Gli obiettivi sovranazionali di organizzazione sociale rappresentano cosi delle linee guida a cui è giusto adeguare la propria politica sociale ed economica.

Questo modo di affrontare il cambiamento è tipico di una mentalità collettivista che tende a scardinare le differenze in nome di un livellamento egualitario, che porta ad uno scadimento delle eccellenze e della voglia di fare, per dare spazio ad un controllo del cittadino, che è portato ad seguire protocolli impostati senza il suo consenso, che rispondono ad interessi di cui lui non è portavoce.

Il rischio più grave della sottomissione, in particolare di tipo culturale, è la dominazione, che conduce ad uno scadimento della propria autonomia decisionale, delegandola a qualcun altro che può disporne secondo il proprio pensiero. Pensare da sottomessi porta quindi ad essere dominati. 
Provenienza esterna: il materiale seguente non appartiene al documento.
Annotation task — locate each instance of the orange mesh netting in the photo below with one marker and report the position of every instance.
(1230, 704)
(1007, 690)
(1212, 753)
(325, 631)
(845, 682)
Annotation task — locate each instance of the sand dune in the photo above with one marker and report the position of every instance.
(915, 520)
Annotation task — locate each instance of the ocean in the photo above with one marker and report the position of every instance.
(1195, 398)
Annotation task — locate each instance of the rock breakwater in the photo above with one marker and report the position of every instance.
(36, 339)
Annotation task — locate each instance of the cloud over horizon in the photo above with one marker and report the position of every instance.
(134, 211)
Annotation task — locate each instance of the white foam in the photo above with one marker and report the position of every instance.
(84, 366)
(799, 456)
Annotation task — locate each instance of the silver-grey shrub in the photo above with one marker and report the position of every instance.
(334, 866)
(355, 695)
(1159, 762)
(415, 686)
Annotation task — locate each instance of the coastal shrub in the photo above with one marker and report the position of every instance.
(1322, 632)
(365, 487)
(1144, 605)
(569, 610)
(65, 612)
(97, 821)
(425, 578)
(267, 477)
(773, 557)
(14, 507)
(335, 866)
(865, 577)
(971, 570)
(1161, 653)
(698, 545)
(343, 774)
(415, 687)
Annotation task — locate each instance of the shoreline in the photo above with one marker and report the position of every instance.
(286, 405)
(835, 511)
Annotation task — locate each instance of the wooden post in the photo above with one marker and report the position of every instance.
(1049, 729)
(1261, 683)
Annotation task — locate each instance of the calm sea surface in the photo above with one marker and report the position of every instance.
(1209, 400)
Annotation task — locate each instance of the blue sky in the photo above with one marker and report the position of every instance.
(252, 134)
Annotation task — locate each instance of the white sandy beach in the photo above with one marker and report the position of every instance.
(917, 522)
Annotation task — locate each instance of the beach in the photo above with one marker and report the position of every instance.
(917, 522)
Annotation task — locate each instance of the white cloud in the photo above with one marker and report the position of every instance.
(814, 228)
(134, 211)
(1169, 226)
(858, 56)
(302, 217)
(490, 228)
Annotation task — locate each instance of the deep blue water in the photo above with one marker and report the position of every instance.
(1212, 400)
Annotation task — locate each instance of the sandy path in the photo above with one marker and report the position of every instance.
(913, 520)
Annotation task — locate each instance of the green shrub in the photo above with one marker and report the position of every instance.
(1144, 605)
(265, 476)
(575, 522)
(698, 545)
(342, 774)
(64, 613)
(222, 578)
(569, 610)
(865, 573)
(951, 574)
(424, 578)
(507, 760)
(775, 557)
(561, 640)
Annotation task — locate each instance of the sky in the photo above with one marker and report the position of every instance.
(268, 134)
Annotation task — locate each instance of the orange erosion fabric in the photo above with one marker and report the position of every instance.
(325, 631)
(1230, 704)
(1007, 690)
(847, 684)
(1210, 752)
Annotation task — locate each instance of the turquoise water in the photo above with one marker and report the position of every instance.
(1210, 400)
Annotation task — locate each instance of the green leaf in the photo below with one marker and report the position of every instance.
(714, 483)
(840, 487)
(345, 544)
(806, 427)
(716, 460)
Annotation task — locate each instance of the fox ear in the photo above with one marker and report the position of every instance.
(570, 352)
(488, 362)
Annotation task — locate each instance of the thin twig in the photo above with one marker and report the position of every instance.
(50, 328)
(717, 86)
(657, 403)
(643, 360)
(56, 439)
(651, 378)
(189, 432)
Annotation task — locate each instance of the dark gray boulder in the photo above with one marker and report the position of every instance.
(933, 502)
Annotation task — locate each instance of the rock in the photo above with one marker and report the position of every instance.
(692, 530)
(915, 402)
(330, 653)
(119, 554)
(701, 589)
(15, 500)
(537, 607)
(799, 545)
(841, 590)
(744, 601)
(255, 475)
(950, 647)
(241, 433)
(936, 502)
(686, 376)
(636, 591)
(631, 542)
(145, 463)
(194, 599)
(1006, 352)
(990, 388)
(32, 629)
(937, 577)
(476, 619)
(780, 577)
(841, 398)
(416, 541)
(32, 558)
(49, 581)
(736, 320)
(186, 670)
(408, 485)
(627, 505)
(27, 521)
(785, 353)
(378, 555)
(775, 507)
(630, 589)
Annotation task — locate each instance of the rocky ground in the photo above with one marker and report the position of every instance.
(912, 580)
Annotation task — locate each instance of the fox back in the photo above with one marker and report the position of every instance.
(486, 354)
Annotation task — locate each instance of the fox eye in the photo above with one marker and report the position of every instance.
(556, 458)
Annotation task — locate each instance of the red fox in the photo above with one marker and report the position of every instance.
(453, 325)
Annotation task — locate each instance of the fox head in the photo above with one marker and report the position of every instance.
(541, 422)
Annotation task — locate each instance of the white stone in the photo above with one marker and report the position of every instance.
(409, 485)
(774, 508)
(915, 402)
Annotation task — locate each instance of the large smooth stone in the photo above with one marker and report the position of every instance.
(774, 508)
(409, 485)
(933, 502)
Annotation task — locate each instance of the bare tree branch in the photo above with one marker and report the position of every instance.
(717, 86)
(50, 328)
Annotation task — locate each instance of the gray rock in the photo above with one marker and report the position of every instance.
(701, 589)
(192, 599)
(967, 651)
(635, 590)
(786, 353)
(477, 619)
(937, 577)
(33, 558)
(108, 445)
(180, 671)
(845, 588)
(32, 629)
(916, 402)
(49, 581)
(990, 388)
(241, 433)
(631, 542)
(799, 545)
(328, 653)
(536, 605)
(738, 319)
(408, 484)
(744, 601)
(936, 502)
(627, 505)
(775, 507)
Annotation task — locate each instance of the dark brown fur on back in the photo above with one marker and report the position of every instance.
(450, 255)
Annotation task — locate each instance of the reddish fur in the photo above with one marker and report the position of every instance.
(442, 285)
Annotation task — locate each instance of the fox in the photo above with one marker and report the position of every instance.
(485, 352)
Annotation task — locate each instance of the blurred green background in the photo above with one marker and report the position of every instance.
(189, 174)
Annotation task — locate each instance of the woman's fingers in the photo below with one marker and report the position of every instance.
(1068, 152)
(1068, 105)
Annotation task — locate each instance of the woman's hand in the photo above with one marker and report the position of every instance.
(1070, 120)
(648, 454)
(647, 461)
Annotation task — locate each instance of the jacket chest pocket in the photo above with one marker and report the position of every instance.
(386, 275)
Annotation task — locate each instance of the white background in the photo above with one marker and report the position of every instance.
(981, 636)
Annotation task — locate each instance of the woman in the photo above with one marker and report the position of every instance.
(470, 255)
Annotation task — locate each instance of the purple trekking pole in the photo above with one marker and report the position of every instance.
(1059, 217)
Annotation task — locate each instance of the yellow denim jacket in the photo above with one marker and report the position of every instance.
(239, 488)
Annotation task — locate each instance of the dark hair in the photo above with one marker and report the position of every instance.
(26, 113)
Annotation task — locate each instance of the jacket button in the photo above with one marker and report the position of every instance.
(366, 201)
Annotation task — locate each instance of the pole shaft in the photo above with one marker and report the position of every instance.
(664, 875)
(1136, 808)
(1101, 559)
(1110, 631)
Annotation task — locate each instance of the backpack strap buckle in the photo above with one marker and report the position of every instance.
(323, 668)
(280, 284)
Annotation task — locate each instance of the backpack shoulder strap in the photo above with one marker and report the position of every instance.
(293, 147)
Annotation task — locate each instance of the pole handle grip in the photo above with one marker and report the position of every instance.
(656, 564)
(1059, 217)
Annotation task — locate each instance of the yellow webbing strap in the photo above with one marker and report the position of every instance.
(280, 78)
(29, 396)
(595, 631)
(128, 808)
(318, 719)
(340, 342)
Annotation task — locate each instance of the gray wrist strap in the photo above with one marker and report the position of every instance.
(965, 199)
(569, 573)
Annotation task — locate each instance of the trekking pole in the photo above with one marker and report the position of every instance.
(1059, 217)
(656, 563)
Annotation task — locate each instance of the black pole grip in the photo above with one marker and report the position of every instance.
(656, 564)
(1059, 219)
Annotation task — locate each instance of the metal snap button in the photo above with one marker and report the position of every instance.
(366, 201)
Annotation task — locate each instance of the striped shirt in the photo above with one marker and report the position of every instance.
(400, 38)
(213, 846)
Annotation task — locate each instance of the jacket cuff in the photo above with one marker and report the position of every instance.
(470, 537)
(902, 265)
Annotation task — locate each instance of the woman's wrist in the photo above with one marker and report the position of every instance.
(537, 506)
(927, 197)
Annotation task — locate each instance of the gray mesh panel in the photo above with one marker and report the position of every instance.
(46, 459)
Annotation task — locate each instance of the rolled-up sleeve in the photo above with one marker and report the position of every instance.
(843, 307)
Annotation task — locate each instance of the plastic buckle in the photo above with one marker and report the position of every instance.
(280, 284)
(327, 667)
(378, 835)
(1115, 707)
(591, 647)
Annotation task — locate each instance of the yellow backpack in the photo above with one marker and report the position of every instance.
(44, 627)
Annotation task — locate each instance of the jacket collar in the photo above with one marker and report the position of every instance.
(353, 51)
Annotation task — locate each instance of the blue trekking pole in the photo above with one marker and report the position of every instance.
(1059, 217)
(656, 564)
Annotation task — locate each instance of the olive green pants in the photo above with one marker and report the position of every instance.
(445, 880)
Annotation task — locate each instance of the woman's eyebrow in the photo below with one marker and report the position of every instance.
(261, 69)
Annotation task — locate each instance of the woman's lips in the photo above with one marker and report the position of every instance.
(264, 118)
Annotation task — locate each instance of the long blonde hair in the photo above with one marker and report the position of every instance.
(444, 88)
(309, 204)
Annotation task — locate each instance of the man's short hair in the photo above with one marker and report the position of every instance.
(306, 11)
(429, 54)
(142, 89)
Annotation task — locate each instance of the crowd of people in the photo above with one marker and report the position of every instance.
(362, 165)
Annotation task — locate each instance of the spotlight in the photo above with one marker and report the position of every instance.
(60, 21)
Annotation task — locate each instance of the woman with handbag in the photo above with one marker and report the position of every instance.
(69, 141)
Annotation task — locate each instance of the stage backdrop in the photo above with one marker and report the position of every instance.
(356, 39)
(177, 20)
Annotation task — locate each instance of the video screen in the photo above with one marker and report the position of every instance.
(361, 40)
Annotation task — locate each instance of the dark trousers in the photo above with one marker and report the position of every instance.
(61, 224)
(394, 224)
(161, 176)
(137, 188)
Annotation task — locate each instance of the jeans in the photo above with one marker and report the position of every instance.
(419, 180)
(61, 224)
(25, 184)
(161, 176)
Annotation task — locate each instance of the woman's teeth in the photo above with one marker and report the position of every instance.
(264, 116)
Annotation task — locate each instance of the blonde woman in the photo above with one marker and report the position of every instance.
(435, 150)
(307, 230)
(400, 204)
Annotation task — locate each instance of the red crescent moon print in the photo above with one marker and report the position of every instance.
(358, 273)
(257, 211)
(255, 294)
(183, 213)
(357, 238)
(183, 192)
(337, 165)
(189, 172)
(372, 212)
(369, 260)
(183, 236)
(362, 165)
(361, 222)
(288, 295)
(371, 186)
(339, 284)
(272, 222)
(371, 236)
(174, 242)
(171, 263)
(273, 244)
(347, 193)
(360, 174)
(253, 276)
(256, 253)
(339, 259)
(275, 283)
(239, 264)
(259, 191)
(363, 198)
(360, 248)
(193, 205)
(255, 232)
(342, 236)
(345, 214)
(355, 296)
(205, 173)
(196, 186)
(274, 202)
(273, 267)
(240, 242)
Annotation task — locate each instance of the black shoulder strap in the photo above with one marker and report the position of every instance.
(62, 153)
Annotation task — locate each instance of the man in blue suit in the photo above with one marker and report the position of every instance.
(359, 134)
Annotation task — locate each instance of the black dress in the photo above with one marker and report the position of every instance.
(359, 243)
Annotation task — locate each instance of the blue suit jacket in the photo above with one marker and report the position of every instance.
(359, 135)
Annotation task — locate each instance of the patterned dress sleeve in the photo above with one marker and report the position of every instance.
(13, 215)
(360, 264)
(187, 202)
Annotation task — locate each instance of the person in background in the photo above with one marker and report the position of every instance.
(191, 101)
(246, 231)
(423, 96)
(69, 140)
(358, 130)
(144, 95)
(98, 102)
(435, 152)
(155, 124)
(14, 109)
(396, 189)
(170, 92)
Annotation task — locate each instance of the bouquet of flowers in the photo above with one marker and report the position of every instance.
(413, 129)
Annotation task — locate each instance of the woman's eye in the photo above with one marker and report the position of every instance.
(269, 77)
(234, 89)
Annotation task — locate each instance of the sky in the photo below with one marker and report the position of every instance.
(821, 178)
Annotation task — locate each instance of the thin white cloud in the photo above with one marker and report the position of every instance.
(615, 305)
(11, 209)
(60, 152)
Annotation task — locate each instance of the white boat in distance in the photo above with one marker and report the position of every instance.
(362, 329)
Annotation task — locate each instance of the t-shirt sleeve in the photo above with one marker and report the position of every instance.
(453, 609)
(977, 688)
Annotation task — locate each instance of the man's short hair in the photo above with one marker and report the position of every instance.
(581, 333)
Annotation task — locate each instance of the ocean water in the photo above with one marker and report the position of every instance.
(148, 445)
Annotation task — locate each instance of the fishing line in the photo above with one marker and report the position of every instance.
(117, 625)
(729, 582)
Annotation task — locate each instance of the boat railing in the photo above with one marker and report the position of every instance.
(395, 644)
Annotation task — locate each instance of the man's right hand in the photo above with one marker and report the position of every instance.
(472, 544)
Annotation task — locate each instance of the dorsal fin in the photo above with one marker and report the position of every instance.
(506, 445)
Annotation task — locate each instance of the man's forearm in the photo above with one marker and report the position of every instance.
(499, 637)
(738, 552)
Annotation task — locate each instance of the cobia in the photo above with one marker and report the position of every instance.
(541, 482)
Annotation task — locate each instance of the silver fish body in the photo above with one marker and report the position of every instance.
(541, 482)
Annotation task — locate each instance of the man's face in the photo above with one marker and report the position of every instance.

Questo è un punto fondamentale per capire i tempi del cambiamento.

Nel meccanismo di espressione del potere, mitigare il dissenso e omologare la consapevolezza nei confronti di quello che viene proposto, percependolo come l’unica soluzione e quindi quella necessaria, grande importanza hanno gli intellettuali e il sistema delle comunicazioni di massa.

Quando viene decisa una strategia, il problema di solito è quello di farla accettare alle masse, con un forte martellamento comunicativo affidato a personaggi influenti e diffusione mediatica. Mi viene in mente la campagna “andrà tutto bene”, e il condizionamento che ha creato. 

Un aspetto che si lega alla sottomissione e ha gravi conseguenze nella coscienza di sé e del proprio ruolo, è, che questo modello porta a realizzare uno stato d’essere per cui il fare qualcosa si rivela faticoso e che non conviene più spendersi per una crescita personale in quanto non economicamente sostenibile, nè praticabile, e visto uno spreco di energie non accettato dal sistema.

Questo aspetto può determinare la perdita della propria autonomia e l’affidarsi allo stato, può essere un segno di rinuncia alla valorizzazione delle proprie potenzialità. Il rischio di un isolamento prolungato, che impone un’inerzia differenziata, con l’astenersi dalla pratica lavorativa, conduce ad un logoramento lento, vissuto soprattutto a livello mentale. I problemi rimangono problemi, e possono ingigantirsi, e non c’è elaborazione di soluzioni, perché le soluzioni vengono delegate a qualcun altro che non è detto sia in grado di decidere il meglio per noi.

Nelle situazioni emergenziali e di crisi, viene così ad essere rilevante la qualità della classe dirigente. E’ facile intuire che, anche rapportandosi a livello personale, una persona dotata di capacità superiori e competenze adeguate, riesce a superare meglio ogni momento di difficoltà. Non è il tipo di crisi, ma come si è strutturati per affrontare la crisi che fa la differenza e le risposte che si mettono in campo sono espressione di questo modello organizzativo.

Osservare una dinamica decisionale che delega il principio di responsabilità a qualcun altro, quando questo principio è il valore aggiunto che dovrebbe avere chi occupa posizioni apicali, rappresenta il termometro di una mancanza di visione e competenza che il ruolo richiede.

La sottomissione è anche questo, il rendersi conto che non si può fare altro che accettare e sperare che quello che viene imposto sia la soluzione migliore. Affidare la propria capacità di discernere, convinti da un presunto senso di inferiorità, che è spesso di tipo manipolativo.

La soluzione è quella di reaction, reagire in modo consapevole, cercare di restare padroni delle proprie scelte e indirizzarle alla guida della vita. Soprattutto nella valutazione o esclusione dal proprio tempo, del tipo di narrazione che la varietà dei media propongono dei fatti quotidiani.

Non ci può essere futuro nella sottomissione, e quando si vede che il proprio spazio vitale viene minacciato, bisogna lottare per garantirsi dei diritti che sono frutto di lotte e sacrifici. Non è possibile negare ad una persona il diritto di utilizzare il suo tempo al meglio per lavorare e rendere la sua vita più ricca di soddisfazione e significato.